Originating from a report on a state radio station, the news that “Chinese are eating 3,000,000 tons of ‘recycled cooking oil’ each year, but it is 100 times more toxic than arsenic!” spread throughout China in a matter of days.
The cooking oil is apparently “recycled” from raw sewage taken from sewers and elsewhere, which is heated and filtered. After filtration the liquid is transparent and free of particulate matter, and can be rendered into cooking oil.
Fears over the toxicity of the recycled oil are high. Significant levels of aflatoxins have been detected, a poison said to be “100 times more toxic than arsenic,” and known to cause growth defects in children and cancer.
Viral and bacterial contaminants are thought not to be a problem, assuming the sewage-oil is properly boiled in preparation.

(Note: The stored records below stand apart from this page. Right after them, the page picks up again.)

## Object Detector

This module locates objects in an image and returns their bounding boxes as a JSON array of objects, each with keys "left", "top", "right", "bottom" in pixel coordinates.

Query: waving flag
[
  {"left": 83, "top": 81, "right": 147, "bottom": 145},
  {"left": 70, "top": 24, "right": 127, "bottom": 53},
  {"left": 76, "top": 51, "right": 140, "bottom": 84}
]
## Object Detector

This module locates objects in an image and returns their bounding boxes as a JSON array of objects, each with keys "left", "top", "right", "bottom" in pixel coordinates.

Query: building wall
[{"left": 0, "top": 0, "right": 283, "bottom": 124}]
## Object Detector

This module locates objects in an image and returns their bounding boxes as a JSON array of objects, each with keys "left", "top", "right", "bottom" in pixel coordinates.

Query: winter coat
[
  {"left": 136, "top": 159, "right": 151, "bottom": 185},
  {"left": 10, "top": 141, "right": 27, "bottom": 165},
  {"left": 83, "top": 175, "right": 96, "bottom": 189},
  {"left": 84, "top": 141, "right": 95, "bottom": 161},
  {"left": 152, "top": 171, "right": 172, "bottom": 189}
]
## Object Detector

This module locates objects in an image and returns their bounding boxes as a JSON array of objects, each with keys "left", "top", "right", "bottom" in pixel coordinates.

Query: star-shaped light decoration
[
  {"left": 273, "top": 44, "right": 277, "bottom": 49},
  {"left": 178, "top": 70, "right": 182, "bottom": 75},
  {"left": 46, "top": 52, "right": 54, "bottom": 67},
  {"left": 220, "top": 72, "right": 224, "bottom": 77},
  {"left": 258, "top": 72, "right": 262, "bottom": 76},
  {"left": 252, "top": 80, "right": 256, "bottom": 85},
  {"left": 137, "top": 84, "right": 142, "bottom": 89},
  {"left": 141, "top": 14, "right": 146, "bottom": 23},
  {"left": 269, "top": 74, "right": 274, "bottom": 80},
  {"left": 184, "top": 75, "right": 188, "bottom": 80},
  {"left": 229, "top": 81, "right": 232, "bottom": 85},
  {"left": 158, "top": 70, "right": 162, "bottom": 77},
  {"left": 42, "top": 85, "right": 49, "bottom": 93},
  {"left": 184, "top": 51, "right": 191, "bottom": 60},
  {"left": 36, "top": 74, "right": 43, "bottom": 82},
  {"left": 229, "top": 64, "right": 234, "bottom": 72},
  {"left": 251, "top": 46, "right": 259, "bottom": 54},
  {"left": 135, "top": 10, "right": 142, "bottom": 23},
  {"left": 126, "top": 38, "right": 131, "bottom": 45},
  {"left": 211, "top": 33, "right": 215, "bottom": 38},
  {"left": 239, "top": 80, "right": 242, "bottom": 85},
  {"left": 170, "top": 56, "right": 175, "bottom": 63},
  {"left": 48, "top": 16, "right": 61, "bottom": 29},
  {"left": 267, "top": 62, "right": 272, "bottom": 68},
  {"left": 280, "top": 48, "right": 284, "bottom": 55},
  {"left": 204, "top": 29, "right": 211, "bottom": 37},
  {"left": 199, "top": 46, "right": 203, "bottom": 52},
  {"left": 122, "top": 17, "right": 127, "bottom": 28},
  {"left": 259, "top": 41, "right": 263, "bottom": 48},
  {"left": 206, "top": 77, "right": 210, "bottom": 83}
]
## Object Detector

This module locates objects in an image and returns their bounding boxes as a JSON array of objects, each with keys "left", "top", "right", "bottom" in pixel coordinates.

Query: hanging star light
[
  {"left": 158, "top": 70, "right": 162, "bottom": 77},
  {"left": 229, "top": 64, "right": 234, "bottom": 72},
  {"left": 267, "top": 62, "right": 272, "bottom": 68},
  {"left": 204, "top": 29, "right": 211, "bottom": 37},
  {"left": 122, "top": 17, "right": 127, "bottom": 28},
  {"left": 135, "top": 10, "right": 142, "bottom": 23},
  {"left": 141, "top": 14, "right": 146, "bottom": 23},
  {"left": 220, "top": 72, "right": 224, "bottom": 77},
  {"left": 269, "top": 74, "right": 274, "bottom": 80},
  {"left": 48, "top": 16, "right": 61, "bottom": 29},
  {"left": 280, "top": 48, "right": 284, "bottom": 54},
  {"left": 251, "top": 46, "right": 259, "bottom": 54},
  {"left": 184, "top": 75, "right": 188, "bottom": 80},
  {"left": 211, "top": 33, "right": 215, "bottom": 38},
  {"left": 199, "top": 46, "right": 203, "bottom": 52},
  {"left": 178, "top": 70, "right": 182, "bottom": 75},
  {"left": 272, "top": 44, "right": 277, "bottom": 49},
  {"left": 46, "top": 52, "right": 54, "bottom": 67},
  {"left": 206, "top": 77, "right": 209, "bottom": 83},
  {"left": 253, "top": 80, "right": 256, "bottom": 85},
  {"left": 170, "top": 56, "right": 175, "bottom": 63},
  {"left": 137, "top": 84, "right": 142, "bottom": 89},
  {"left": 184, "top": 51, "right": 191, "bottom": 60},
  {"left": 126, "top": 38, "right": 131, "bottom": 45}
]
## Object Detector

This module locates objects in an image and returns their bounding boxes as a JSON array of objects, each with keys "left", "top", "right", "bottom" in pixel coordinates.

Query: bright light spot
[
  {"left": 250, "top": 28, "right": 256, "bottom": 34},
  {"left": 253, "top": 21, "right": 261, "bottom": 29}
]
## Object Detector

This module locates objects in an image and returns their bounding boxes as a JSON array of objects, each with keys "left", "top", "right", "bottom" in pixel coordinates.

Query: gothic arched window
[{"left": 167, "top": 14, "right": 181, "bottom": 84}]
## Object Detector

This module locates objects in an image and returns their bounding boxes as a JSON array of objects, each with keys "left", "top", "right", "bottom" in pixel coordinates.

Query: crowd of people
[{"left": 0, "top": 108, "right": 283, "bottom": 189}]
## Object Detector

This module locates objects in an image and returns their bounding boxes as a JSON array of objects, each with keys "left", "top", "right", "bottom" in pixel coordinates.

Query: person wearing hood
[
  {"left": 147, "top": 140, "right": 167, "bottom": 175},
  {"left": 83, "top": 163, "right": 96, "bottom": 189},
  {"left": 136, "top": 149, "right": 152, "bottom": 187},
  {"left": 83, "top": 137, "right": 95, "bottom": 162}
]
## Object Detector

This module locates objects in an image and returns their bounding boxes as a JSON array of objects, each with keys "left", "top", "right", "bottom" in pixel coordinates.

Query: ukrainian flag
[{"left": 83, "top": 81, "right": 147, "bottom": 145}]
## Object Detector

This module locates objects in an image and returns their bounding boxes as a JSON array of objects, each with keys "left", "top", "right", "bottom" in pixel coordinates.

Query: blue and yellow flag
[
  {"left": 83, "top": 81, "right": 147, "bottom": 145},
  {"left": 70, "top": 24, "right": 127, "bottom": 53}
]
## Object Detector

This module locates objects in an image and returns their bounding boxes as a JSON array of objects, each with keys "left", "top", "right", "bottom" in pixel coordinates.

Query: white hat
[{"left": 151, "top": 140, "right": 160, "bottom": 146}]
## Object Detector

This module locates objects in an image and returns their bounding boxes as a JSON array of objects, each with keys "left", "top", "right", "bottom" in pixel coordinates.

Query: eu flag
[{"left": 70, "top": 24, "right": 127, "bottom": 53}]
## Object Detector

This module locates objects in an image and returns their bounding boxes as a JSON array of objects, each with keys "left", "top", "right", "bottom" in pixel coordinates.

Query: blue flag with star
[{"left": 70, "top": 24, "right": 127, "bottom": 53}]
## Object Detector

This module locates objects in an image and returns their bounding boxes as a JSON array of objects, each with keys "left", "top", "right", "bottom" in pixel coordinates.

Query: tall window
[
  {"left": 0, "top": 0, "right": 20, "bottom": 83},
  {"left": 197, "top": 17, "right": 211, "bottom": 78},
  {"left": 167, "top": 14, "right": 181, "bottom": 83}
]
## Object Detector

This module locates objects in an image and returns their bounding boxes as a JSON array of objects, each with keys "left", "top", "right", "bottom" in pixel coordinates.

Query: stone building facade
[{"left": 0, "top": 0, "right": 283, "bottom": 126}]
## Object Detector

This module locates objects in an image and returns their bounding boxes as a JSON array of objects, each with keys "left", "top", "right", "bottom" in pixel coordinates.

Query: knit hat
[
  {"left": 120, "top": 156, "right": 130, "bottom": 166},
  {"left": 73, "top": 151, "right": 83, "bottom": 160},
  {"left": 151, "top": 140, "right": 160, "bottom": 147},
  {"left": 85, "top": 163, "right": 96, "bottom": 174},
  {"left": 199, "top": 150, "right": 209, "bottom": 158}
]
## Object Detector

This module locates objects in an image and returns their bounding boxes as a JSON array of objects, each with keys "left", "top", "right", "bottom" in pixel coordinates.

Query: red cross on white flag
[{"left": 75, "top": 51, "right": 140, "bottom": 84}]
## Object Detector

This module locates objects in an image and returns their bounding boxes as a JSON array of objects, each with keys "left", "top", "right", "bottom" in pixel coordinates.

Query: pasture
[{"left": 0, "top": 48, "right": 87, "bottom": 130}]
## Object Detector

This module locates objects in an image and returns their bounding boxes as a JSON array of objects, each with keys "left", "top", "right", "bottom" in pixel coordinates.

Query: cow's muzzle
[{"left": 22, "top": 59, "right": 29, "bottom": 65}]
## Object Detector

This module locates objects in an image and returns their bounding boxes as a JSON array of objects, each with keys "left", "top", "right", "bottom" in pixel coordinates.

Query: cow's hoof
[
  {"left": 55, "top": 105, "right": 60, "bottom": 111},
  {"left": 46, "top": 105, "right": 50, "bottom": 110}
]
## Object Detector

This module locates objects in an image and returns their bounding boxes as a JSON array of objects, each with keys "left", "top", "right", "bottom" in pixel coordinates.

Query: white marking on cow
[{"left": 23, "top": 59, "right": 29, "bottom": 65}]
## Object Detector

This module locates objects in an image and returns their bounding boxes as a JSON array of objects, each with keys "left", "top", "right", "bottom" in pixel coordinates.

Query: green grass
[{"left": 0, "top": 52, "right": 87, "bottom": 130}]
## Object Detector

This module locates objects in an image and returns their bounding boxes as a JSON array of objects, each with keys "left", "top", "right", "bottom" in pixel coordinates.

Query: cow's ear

Despite the obvious hygiene and safety problems of using treated sewage in cooking, its usage is thought to be widespread, as the “recycled” cooking oil is all but indistinguishable from normal cooking oil, in all but one aspect – its price.
It costs only 300 yuan ($45) a ton to manufacture, half the price of regular oil, and it is said to be common use throughout China – estimates are that it constitutes a tenth of all cooking oil used in China.
Chinese food safety regulators, such as they are, launched an immediate emergency investigation, although it is not clear if they actually previously approved the activity.
China’s record on food safety is of course already utterly abysmal, but if as widespread as reported this could turn out to be the most damaging scandal to date, as cooking oil is an integral part of food preparation in China.
Nations importing cheap cooked foodstuffs from China may also be concerned that they have been inadvertently poisoning their children by trading with a nation in which regulation and business ethics are all but unknown.